Each of the two techniques has advantages and disadvantages. Laparoscopy has fewer postoperative complications, like bleeding or infection, and can address an occult contralateral defect. However, it is also associated with higher same-side recurrence rates, greater postoperative pain in infants, and typically requires general anesthesia, which carries its own set of potential neurodevelopmental risks for young children. These risks include behavioral problems, neurodevelopmental disorders, and executive and motor function deficits. Open herniotomies, on the other hand, can typically be performed with regional anesthesia, without the need for general anesthesia, lowering the risk for neurodevelopmental adverse effects. The same-side recurrence rate and the severity of postoperative pain have also been shown to be significantly lower with open repair.
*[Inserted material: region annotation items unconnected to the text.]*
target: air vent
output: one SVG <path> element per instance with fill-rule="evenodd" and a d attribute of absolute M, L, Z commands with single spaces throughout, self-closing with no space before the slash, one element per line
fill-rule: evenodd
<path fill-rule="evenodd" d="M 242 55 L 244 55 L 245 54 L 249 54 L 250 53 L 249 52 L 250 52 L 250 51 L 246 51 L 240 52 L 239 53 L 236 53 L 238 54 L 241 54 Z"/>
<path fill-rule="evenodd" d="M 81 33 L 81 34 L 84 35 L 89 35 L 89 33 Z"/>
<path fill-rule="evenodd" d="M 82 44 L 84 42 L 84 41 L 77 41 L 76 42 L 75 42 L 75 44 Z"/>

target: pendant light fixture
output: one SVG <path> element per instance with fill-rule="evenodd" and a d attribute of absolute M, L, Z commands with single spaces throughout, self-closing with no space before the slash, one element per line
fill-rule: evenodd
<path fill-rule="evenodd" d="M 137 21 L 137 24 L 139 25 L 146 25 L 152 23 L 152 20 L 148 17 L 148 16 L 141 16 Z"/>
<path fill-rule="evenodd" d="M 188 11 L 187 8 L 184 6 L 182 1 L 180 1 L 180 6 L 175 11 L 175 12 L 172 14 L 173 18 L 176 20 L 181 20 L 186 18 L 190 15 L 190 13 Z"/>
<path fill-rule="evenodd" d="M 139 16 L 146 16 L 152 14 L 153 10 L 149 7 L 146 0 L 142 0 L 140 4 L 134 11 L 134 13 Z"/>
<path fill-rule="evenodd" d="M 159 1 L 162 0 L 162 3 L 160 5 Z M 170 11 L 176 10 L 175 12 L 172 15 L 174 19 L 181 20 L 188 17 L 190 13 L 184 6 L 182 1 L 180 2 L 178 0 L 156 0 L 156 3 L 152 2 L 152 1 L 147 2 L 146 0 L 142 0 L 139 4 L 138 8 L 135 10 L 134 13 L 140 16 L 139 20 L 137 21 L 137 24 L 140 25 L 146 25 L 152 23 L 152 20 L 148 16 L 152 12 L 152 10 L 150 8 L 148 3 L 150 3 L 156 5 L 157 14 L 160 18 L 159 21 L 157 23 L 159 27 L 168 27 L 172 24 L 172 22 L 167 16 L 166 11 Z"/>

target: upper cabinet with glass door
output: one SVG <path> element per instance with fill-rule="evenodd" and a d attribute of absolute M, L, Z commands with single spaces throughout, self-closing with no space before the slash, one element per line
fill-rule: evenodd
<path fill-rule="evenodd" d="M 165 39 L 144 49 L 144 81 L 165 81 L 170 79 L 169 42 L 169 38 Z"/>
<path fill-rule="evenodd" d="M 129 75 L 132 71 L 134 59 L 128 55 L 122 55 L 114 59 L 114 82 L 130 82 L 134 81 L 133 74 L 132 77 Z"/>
Open repair usually requires lower analgesic doses intraoperatively and postoperatively compared with laparoscopic surgery but has been associated with longer hospital stays and more complications postsurgery. In addition, some studies show a higher overall recurrence rate compared with the laparoscopic method.
Future research should explore the potential secondary factors in the pathogenesis of congenital inguinal hernias, as this information could help tailor treatment. More research in special populations, such as preterm infants, would benefit further understanding of treatment differences compared with inguinal hernia repairs in other populations. Given the differences in recurrence rates between laparoscopic and open hernia repair, it would be helpful to continue studying the nuances in how these recurrences may differ, including same-side recurrence vs overall occurrence. As hospitals advance their technology, robot-assisted surgery may become more mainstream; however, this change will require further research into the costs, outcomes, and surgeon preferences.
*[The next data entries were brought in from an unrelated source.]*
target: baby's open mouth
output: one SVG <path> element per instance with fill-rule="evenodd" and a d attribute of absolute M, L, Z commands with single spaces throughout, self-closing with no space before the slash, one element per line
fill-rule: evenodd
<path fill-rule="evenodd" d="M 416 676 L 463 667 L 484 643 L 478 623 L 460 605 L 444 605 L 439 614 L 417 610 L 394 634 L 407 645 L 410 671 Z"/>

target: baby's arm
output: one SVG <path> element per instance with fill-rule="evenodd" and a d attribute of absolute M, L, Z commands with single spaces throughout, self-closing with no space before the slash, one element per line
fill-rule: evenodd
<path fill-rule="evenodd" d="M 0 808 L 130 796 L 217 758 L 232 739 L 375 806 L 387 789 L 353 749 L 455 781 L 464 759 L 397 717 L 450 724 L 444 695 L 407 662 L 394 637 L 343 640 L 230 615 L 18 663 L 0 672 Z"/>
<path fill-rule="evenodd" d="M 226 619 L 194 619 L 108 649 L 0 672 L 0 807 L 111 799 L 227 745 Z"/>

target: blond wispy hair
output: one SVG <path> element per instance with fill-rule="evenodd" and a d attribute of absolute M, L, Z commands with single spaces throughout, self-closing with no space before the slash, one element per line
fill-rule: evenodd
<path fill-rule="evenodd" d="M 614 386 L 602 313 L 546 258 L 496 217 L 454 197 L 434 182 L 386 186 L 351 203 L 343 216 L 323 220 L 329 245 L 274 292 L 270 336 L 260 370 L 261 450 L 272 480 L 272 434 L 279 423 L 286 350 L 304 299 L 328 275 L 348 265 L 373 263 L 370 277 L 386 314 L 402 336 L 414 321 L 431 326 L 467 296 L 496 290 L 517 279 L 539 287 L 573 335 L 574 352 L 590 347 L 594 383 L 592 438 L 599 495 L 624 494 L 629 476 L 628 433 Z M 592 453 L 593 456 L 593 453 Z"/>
Ultimately, the decision between open and laparoscopic repair in a child should be guided by a careful balance of recurrence risk, postoperative complications, surgeon preference, and family satisfaction. For special populations, such as preterm infants or those with incarcerated hernias, the open surgical approach may offer greater safety and precision. Open inguinal hernia repair provides dependable, effective outcomes for both routine and complex pediatric cases. While laparoscopic inguinal hernia repair appears to have many benefits, it is not without risk and cannot be considered a better option than the gold standard open repair. As found in our review of the current literature, we believe that open inguinal hernia repair remains a valid option in the United States while laparoscopic repair continues to be refined and developed.